Uma nova CPI da ONGs (Organizações Não Governamentais) está sendo articulada no Congresso Nacional. Um grupo de deputados federais vem trabalhando na coleta de assinaturas para instalar a comissão parlamentar de inquérito que terá o objetivo de investigar a atuação das ONGs no país, desde o financiamento até o resultado efetivo para a sociedade das ações que elas desenvolvem.
Alguns parlamentares têm curiosidade em saber, por exemplo, que são os financiadores da Abrasco, do Instituto Socioambiental (ISA), do Greepeace e do WWF, entre outras entidades.
A avaliação do setor produtivo – especialmente o rural – é que algumas ONGs trabalham alinhadas aos interesses dos concorrentes do Brasil no mercado internacional de produtos agropecuários.

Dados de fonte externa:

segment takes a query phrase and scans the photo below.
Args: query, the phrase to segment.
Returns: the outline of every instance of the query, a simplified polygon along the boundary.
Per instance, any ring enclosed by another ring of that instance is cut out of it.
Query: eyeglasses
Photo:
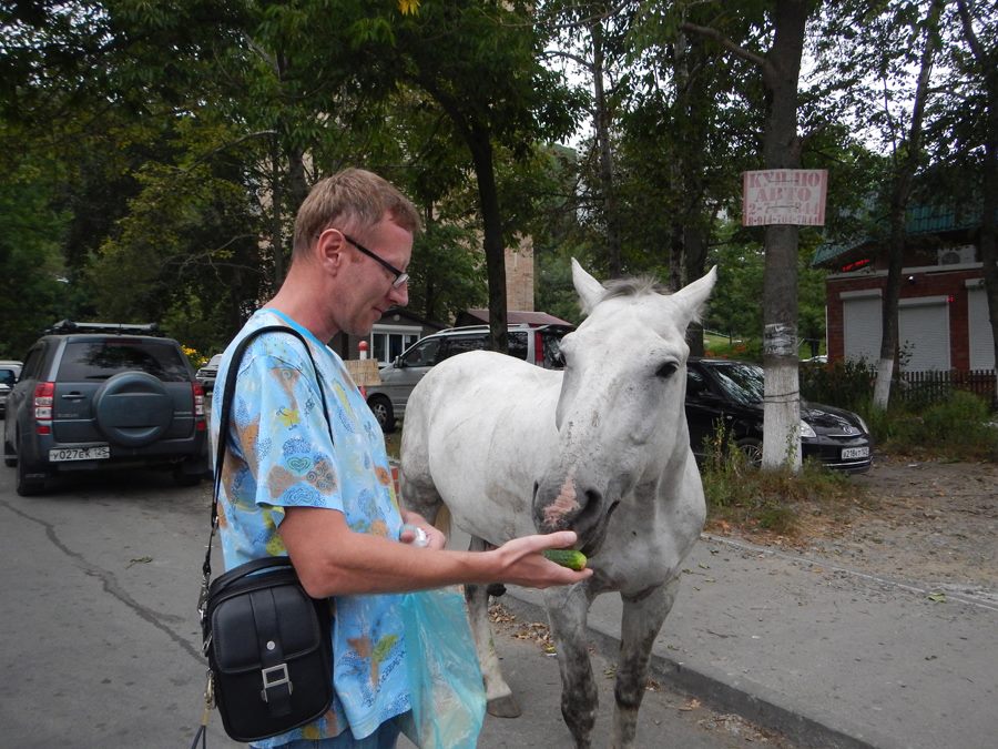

Independentemente da CPI, a futura ministra da Agricultura, deputada Tereza Cristina (DEM-MS), já sinalizou que o governo Bolsonaro pretende saber o que é feito com os recursos federais repassados a ONGs. Parte da verba é proveniente das multas aplicadas ao setor agropecuário. Segundo ela, o volume transferido às ONGs é “grandioso”.
A primeira CPI foi instalada em 2007, durante o governo Lula. Encerrou em 2010, sem houvesse uma conclusão sobre a investigação. À época, a CPI enfrentou uma série de obstáculos, o que atrapalhou os trabalhos.